READ THIS: PRESENTATIONS

PRESENTATIONS: please take these seriously: they are an important part of your participation in the class. Your job when you present is to lead the discussion on the reading for that day. You may bring in some research, but most of all, you should be very well-prepared with insights, interpretations, and questions about the reading at hand. You may want to begin by summarizing the progress of the plot represented by the excerpt assigned on that day. Then you should have passages picked out for the class to discuss. You may want to be ready, also, with the posts for the day (you can copy and paste them and print them out). The purpose of the presentation is to give more responsibility to the classmembers and de-center the discussion a little bit (although I will still chime in). Here are your assignments, mostly random. 1. Wed. 3/30 Small Things, 84-147, Eidia. 2. 4/4 Small Things, 148-225, Hannah. 3. 4/6 Small Things, ending, Anna. 4. 4/11 Ondaatje, Dan. 5. 4/13 Mukherjee, Michael. 6. 4/18 Poppies, 3-87, Karol. 7. 4/20 Poppies, 88-156, Jason. 8. 4/25 Poppies, 157-226, Joe. 9. 4/27, Poppies, 227-342, Will. 10. 5/2 Poppies, 343-446, Rachel. 11. 5/4 Poppies, finish, Jane.

Tuesday, March 1, 2011

Jason - Rushdie - 3/2


In the passage from Pg. 292-3 in which Saleem is becoming aware that his Midnight Children’s Conference is becoming tainted by prejudices which leak from parents into children and seem to obliterate the compassion, curiosity, and innocence a child is supposed to have. It seems to me that the irony or joke here is that kids are presumably acting with adult prejudices when it could just as easily be that prejudices are essentially child-like to begin with. In this situation adults may be portrayed here as overgrown children.
Much of the passage also focuses on Saleem as a kind of humanitarian who believes in the potential of the individual to overcome the dualities that are found throughout society. He wants to create a “third space” so to speak, outside of duality – duality being the thing that most alienates one thing/person/idea from another. Also, Saleem, in a way, shows himself to be a “dreamer,” believing in the power of ideas over the power of things. In this sense, Saleem could also be seen as a kind of spiritual figure, who rejects the material/physical/temporal world. There’s also the clear impression that the Conference, and what Saleem is arguing for, are part of a political discourse.
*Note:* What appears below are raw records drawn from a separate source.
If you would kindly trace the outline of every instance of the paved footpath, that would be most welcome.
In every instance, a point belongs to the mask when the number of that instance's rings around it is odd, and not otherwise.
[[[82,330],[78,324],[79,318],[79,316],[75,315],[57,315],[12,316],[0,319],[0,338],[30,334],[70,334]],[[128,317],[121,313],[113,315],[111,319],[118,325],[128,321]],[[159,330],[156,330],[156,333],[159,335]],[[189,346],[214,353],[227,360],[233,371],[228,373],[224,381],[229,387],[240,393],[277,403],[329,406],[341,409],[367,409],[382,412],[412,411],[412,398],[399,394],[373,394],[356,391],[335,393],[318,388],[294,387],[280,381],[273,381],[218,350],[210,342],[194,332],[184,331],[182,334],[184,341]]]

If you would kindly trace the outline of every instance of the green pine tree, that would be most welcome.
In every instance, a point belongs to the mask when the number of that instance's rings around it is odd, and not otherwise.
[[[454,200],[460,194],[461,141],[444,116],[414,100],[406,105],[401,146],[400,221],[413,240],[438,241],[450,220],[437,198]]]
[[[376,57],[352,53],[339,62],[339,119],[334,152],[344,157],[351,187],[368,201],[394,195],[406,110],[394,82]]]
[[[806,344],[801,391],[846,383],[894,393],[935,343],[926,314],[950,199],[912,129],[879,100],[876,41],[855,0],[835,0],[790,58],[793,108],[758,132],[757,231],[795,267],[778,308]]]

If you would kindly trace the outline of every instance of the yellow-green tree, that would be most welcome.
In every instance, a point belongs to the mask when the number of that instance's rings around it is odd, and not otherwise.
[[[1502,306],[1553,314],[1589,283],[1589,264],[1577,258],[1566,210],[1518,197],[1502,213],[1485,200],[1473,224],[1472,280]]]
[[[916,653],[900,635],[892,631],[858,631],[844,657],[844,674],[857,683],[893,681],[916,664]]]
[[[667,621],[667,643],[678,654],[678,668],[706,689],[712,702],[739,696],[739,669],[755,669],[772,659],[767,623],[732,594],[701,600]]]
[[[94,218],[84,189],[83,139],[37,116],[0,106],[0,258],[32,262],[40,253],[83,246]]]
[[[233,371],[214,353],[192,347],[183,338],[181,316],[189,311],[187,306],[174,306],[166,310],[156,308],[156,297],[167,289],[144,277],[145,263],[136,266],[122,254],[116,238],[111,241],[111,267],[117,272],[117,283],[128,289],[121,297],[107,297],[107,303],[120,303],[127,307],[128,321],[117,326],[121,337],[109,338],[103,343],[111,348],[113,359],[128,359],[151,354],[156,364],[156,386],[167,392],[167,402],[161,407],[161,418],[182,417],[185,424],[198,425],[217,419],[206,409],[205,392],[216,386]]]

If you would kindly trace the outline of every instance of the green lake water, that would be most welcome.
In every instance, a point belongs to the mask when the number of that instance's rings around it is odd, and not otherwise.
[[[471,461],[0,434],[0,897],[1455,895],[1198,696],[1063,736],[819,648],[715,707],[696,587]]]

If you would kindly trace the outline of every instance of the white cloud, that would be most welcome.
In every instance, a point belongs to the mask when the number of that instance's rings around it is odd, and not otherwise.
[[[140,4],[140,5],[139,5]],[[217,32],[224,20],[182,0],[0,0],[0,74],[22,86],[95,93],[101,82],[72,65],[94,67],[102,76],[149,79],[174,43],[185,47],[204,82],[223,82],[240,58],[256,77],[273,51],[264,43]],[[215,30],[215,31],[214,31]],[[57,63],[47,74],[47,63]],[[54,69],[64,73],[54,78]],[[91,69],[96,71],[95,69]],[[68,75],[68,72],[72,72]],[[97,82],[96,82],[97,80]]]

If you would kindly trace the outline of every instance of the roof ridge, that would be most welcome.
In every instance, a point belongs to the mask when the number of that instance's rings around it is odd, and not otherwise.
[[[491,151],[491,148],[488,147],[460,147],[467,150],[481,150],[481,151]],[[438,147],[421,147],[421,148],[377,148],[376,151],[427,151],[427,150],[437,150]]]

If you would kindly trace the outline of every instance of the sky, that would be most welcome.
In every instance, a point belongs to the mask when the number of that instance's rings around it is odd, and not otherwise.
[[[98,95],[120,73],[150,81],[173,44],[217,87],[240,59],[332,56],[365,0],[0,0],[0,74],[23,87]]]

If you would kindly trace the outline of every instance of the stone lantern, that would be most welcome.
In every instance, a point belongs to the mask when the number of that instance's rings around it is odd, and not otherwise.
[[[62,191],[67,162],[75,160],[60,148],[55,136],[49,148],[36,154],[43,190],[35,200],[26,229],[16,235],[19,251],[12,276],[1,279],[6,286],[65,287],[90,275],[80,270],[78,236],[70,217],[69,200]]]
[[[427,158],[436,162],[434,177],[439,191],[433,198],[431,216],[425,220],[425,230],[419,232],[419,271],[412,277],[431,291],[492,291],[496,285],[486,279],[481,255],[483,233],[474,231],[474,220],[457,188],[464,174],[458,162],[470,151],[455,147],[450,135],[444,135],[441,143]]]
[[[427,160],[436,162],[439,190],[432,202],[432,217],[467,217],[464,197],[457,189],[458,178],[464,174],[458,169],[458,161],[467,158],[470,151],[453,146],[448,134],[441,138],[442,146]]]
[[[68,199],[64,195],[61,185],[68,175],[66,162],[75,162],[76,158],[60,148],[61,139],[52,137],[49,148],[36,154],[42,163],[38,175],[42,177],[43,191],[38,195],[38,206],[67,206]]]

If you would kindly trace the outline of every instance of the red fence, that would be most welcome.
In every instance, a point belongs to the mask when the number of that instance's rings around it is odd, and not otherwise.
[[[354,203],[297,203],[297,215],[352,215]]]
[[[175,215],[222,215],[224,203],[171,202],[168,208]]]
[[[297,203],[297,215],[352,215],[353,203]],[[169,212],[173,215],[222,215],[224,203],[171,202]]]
It seems that Saleem’s position calls attention to or satirizes “the plea for reason” or “doing things for the greater good” within the context of a democracy.
Saleem’s ideas are confronted (or at least contrasted) by Shiva’s opposing beliefs in the inherent and inescapable dualities of life, that there is nothing more to living than providing for oneself, and that people are nothing more than things.
            This passage could also be a metaphor for human nature in general seen through the emerging yin and yang of Saleem’s mind as he comes of age or representative of self-confidence/self-belief versus self-doubt. This interpretation would probably be more applicable to Saleem the Narrator since his perspective is more removed and thus would be one that encompasses both sides of the argument.